Ashley January 6, 2010 at 11:15 am

What about the $7,000 that you’ve paid towards the mortgage on your investment in that year? What about the $2,600 you paid in closing costs? Property tax and home owner’s insurance isn’t cheap either. If old lady Johnson is indeed old, I assume her house is also and won’t be in pristene condition and will need some money put into it.

Poor advice.

Ryan January 6, 2010 at 12:28 pm

Hey Ashley,

You also forgot the $8,000 tax Credit and tax advantages given through home ownership. The article is meant to illuminate the power of leverage, not to be a complete walk through on every aspect of buying a house.

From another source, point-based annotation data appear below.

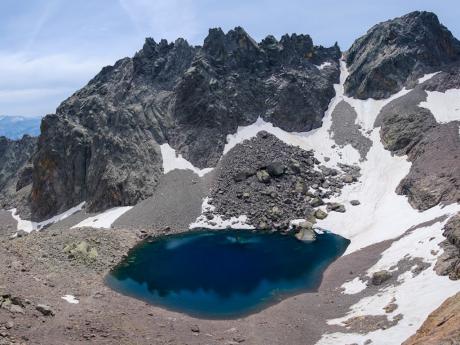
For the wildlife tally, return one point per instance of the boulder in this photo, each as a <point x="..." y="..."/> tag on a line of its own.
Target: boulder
<point x="306" y="232"/>
<point x="45" y="309"/>
<point x="320" y="214"/>
<point x="276" y="169"/>
<point x="336" y="207"/>
<point x="378" y="278"/>
<point x="316" y="202"/>
<point x="263" y="176"/>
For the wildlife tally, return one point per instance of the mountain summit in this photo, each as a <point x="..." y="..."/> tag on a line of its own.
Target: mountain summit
<point x="395" y="53"/>
<point x="103" y="143"/>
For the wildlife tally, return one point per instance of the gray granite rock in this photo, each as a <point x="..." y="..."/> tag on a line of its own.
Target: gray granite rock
<point x="397" y="52"/>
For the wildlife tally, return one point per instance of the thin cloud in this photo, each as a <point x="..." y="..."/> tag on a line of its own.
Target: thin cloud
<point x="36" y="85"/>
<point x="162" y="19"/>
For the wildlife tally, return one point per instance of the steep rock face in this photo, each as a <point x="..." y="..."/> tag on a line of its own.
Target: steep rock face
<point x="403" y="123"/>
<point x="395" y="53"/>
<point x="441" y="326"/>
<point x="448" y="264"/>
<point x="102" y="145"/>
<point x="435" y="172"/>
<point x="14" y="166"/>
<point x="433" y="148"/>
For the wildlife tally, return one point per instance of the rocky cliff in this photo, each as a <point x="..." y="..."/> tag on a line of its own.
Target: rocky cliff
<point x="15" y="167"/>
<point x="102" y="145"/>
<point x="395" y="53"/>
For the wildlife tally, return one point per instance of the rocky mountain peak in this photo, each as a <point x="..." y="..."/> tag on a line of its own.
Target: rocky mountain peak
<point x="102" y="145"/>
<point x="395" y="53"/>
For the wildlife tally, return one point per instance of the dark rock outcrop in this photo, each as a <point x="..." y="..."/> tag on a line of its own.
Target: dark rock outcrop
<point x="433" y="149"/>
<point x="448" y="263"/>
<point x="102" y="145"/>
<point x="395" y="53"/>
<point x="15" y="171"/>
<point x="441" y="326"/>
<point x="434" y="176"/>
<point x="403" y="123"/>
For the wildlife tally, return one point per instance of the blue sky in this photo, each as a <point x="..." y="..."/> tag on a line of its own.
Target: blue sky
<point x="51" y="48"/>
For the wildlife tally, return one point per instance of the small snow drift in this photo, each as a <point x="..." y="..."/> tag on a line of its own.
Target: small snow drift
<point x="172" y="160"/>
<point x="105" y="219"/>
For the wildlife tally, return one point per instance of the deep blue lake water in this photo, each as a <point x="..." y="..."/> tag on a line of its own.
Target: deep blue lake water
<point x="224" y="274"/>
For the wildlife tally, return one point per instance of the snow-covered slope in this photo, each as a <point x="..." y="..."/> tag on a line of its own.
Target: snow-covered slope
<point x="382" y="214"/>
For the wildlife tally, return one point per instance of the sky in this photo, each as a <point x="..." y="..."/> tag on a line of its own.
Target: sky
<point x="51" y="48"/>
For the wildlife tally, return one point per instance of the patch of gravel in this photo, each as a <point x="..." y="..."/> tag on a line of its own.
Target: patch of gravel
<point x="272" y="183"/>
<point x="8" y="223"/>
<point x="345" y="131"/>
<point x="174" y="205"/>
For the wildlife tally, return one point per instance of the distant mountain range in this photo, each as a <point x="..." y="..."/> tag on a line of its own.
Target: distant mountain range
<point x="14" y="127"/>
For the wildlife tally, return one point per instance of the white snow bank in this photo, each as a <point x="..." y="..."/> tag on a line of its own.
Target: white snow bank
<point x="28" y="226"/>
<point x="105" y="219"/>
<point x="427" y="77"/>
<point x="217" y="222"/>
<point x="354" y="286"/>
<point x="324" y="64"/>
<point x="416" y="296"/>
<point x="71" y="299"/>
<point x="445" y="106"/>
<point x="172" y="160"/>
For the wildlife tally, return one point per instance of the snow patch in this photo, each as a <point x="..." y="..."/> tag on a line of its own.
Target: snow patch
<point x="416" y="296"/>
<point x="105" y="219"/>
<point x="323" y="65"/>
<point x="445" y="106"/>
<point x="354" y="286"/>
<point x="28" y="226"/>
<point x="70" y="299"/>
<point x="426" y="77"/>
<point x="172" y="161"/>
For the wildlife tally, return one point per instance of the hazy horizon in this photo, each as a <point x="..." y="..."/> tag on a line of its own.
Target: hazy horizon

Ashley January 7, 2010 at 6:04 am

Well, not to beat a dead horse, but from what I understand, the house you use your tax Credit for has to be your primary residence for 3 years or you’ll have to pay it back.

Initial investment: $3500
Closing costs: $2600
PITI: $9000
Total investment after 12 months=15,100
Sell the house for $104,000 and save $1900 for taxes.

Total loss is $9200

Granted, you do get a place to live for 12-months, so let’s deduct $7200 for the rent you aren’t paying.

Still losing $2000. I’m not a real estate investor or a gambler. Looks like Vegas might be a better deal than this, though. Even parking $3500 in a money market account will let you walk away from the deal with an extra $45 in your pocket after 12-months.

Let’s run the numbers for 3 years, so you get to keep the $8000 tax credit:
$3500 down payment
2600 closing costs
27000 PITI
____
33,100 total investment

3500 tax savings
8000 tax credit
8000 profit on house
_______
19,500 return

This way, you’re losing $13,600 over a 36-month period. But if we deduct the $21,600 rent that we didn’t pay those months, you come ahead $8,000. If you sold the house yourself without using a Realtor, you could sell it for $100,000 and break even. Anything above that is a profit!

Ryan January 7, 2010 at 7:20 am

Well thank you for taking the time to do that all, but again, this article is meant to illuminate leverage, and only the concept of leverage.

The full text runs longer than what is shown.